Tweaking prescribing rules won't fix chemical restraint in aged care
- Written by Juanita Breen (previously Westbury), Senior Lecturer in Dementia Care, University of Tasmania
The Royal Commission into Aged Care and Safety wasn’t supposed to make any recommendations in its interim report. Yet it identified three key areas where immediate action should be taken.
Responding to the over-reliance on chemical restraint was one. The second and third focused on providing more home care and reducing the number of younger people in aged care homes.
As one way to address chemical restraint, health minister Greg Hunt this week announced doctors will soon have to justify why a patient needs to have the drug risperidone for more than 12 weeks.
But this move is yet another quick fix that won’t solve this complex problem.
What is chemical restraint?
New legislation states chemical restraint:
involves the use of medication to influence a person’s behaviour, other than medication prescribed for a diagnosed mental disorder or a physical condition.
With 86% of aged care residents currently diagnosed with a mental health or behavioural condition, it’s difficult to determine whether a medication is used to treat a person’s symptoms or to control their behaviour. It may well be both and is open to individual interpretation.
Psychotropic medications affect the mind, emotions and behaviours.
The agents most commonly used to provide chemical restraint in aged care are antipsychotics (risperidone, quetiapine and olanzapine) and benzodiazepines (oxazepam and temazepam). Other psychotropics, such as sedating antidepressants (such as mirtazapine) and anti-epileptics, are also used to restrain residents.
It is important to acknowledge that some residents with behavioural symptoms of dementia may require a low dose of antipsychotic if they are severely distressed or at risk of harming themselves or others. About 20% of people with dementia displaying aggressive behaviour will improve when prescribed these.
But behavioural symptoms change over time. So the use of antipsychotic medications should be reviewed every 12 weeks, with a view to stopping.
Read more: Needless treatments: antipsychotic drugs are rarely effective in 'calming' dementia patients
Lisa S/ShutterstockRisperidone is the only antipsychotic licensed in Australia to treat behavioural symptoms of dementia. It’s authorised and subsidised for use in Alzheimer’s disease, when non-drug treatments have failed – and only then for 12 weeks.

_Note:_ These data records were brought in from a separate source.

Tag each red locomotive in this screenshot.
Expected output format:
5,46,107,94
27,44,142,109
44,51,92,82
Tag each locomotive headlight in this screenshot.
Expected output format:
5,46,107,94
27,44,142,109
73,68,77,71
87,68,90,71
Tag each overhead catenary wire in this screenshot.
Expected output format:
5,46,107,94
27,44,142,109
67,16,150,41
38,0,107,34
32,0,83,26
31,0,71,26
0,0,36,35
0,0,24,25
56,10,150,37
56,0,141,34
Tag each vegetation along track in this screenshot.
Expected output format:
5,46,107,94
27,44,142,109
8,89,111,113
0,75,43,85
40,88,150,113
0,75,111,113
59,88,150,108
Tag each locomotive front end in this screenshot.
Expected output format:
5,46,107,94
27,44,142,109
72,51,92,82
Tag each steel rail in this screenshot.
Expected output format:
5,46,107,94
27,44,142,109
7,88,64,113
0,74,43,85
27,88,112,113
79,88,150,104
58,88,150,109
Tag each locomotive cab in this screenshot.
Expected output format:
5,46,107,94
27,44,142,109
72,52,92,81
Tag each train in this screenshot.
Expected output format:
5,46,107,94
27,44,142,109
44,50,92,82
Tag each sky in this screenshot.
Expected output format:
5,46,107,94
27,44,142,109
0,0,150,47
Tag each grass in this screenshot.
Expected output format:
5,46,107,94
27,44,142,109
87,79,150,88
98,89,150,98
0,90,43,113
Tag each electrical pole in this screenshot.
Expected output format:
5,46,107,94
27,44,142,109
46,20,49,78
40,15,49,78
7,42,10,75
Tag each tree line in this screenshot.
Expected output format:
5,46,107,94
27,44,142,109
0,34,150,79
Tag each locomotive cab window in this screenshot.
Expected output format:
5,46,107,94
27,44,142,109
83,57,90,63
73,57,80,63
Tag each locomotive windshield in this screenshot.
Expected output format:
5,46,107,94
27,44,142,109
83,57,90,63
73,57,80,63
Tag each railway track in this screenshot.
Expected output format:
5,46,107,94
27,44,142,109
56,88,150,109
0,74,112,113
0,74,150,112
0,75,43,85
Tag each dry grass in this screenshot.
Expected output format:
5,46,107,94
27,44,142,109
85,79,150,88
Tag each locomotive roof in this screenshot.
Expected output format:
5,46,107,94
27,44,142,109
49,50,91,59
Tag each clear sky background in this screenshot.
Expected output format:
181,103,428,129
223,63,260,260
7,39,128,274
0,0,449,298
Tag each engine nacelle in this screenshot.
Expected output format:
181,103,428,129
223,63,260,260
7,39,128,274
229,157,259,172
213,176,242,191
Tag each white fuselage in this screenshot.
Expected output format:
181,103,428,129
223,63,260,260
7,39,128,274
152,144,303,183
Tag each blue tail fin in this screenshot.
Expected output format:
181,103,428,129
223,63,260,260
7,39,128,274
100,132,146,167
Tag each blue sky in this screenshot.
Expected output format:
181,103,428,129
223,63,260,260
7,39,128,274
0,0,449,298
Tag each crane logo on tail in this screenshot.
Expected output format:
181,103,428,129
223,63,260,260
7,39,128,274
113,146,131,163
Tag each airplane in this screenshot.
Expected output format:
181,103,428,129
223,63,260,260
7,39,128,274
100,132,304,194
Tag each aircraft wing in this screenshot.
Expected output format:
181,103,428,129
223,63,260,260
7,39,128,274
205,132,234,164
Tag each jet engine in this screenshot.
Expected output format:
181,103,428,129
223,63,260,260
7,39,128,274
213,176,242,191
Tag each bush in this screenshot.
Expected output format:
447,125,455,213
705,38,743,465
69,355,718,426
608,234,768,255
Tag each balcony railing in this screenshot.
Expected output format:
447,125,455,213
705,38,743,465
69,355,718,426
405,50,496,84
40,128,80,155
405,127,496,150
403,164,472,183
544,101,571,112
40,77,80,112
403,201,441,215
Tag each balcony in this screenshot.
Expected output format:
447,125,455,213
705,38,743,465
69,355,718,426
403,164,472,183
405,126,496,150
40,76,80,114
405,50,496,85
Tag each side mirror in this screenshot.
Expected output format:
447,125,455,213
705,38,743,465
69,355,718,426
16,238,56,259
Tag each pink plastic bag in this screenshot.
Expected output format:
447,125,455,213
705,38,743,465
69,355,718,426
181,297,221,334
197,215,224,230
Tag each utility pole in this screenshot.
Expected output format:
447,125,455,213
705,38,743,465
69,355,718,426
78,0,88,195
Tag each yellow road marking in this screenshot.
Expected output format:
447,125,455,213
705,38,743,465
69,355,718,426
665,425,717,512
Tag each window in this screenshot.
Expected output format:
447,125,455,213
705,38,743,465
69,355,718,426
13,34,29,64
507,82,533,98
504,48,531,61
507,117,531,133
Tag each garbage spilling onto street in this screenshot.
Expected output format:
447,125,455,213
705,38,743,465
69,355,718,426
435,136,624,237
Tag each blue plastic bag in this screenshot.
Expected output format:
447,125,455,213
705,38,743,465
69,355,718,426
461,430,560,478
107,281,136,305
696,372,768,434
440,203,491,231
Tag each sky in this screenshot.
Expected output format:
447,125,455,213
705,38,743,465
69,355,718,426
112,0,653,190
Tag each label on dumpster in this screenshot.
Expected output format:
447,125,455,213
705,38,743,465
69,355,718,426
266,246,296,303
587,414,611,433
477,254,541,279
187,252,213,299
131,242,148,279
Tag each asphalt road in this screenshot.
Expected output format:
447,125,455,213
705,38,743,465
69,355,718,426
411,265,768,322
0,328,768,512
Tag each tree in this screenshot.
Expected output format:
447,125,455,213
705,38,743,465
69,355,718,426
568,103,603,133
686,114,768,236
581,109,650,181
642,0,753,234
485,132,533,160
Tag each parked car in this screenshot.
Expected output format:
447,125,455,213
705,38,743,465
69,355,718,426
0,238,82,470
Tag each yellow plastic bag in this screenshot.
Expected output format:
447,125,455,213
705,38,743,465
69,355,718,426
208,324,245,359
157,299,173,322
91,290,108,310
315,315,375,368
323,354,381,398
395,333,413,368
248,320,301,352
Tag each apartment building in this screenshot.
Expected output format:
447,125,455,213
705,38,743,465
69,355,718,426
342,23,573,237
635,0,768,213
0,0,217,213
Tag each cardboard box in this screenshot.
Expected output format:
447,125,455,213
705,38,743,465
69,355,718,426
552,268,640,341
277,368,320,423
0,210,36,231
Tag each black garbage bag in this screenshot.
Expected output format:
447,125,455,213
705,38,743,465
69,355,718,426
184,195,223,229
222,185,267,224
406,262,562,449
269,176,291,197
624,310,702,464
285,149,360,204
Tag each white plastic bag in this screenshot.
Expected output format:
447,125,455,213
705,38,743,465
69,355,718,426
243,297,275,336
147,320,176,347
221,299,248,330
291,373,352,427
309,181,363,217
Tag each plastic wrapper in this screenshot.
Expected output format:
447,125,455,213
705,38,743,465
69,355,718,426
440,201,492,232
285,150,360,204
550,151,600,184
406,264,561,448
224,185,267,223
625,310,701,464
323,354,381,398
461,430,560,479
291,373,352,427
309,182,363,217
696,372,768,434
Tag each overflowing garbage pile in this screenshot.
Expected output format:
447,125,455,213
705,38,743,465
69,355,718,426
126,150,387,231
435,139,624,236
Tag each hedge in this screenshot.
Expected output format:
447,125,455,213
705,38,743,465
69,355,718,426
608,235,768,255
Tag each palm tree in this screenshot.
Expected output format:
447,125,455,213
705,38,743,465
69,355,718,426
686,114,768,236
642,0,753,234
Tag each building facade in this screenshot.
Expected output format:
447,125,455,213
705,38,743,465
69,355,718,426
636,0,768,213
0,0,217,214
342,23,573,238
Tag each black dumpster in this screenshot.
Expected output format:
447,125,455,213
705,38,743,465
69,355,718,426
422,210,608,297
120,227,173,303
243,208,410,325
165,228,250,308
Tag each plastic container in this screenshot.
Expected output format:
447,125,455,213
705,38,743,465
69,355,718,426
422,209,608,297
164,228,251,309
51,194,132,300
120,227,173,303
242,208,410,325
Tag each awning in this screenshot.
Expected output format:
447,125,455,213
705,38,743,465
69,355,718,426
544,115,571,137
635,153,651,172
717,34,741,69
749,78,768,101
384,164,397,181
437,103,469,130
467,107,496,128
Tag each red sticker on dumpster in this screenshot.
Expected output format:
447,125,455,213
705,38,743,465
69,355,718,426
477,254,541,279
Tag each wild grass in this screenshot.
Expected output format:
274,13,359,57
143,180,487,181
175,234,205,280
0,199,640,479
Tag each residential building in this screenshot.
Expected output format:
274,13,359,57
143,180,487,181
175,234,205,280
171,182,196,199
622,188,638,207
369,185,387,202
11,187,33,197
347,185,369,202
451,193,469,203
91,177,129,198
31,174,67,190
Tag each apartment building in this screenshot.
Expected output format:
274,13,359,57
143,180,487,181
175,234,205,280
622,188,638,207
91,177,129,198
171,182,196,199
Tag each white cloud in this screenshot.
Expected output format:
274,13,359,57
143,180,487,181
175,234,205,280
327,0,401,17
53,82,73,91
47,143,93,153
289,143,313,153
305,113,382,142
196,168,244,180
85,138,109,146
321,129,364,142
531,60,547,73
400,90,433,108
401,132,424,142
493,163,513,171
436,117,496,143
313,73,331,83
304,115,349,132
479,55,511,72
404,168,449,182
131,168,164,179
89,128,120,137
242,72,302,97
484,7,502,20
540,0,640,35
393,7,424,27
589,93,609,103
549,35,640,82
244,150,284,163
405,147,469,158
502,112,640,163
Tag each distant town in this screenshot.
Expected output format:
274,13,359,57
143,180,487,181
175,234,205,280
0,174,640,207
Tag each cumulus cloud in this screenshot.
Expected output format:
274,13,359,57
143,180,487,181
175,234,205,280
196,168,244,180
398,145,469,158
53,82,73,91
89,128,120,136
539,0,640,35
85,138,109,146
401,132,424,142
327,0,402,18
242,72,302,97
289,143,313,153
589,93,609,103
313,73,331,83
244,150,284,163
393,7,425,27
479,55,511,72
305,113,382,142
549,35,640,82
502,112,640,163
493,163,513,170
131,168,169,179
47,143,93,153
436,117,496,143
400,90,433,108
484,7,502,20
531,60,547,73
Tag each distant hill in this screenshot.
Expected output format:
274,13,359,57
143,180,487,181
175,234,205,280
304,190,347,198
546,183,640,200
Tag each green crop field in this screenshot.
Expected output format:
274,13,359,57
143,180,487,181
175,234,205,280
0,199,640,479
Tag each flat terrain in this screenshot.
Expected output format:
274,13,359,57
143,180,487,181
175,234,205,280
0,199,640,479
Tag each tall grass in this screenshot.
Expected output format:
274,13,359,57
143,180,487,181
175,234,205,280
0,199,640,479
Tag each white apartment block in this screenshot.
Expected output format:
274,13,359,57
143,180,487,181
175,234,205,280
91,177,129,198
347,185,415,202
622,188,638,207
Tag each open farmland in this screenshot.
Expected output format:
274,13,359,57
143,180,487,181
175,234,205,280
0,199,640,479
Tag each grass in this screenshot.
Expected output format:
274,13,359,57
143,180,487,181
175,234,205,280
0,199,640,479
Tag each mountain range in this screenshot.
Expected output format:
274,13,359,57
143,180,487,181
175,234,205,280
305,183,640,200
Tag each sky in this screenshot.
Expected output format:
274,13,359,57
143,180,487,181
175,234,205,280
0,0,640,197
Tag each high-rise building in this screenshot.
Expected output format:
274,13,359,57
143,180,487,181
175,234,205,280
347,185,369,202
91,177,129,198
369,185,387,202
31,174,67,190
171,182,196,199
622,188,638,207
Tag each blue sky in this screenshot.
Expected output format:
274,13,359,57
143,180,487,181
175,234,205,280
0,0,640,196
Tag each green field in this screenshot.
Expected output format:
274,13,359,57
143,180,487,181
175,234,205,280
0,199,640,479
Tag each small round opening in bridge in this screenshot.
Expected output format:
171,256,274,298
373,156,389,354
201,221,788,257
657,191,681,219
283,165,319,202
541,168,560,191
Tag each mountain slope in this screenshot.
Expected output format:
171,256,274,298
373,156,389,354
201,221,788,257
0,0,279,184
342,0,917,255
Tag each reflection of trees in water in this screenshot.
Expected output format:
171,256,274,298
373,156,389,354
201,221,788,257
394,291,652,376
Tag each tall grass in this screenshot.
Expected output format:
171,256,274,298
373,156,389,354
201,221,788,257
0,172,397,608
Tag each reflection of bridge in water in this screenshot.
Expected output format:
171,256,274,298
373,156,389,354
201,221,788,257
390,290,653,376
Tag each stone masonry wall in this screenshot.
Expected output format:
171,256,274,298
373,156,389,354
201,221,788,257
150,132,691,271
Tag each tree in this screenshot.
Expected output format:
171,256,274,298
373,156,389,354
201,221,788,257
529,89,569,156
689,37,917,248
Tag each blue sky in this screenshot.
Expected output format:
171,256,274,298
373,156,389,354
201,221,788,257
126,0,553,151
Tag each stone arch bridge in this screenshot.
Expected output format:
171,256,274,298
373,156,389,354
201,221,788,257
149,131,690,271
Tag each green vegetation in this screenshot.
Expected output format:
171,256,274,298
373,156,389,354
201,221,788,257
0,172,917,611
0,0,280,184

However, the drug is used for far longer periods, with one study reporting the average duration exceeds two years.
In my national study looking at psychotropic use, 22% of residents were taking antipsychotics – of these, more than half were taking risperidone. Judging from these high rates of use, it’s likely risperidone is prescribed for people with other types of dementia and as a first-line treatment.
There’s no simple fix
Risperidone is currently authorised and subsidised for only 12 weeks. It’s available under a “streamlined authority” system, meaning clinicians can easily prescribe it just by using a numerical code.
Use is not audited so prescribers have unrestricted access.
The health minister now wants to make it tougher for prescribers. After 12 weeks of use, they will have to phone Services Australia (formerly known as the Department of Human Services) and explain why they need to use it for longer.
But this response won’t solve the problem because it doesn’t address the root cause.
It also fails to curb the high use of other antipsychotics and other psychotropics.
Read more: Chemical restraint has no place in aged care, but poorly designed reforms can easily go wrong
In the short term, restricting access may reduce the use of risperidone. But it’s very likely other sedatives will be prescribed instead. This is what happened when a warning about using risperidone was released in 2015.
The use of other agents, especially oxazepam and quetiapine, rose as a result. And by 2019, overall risperidone use has returned to original levels.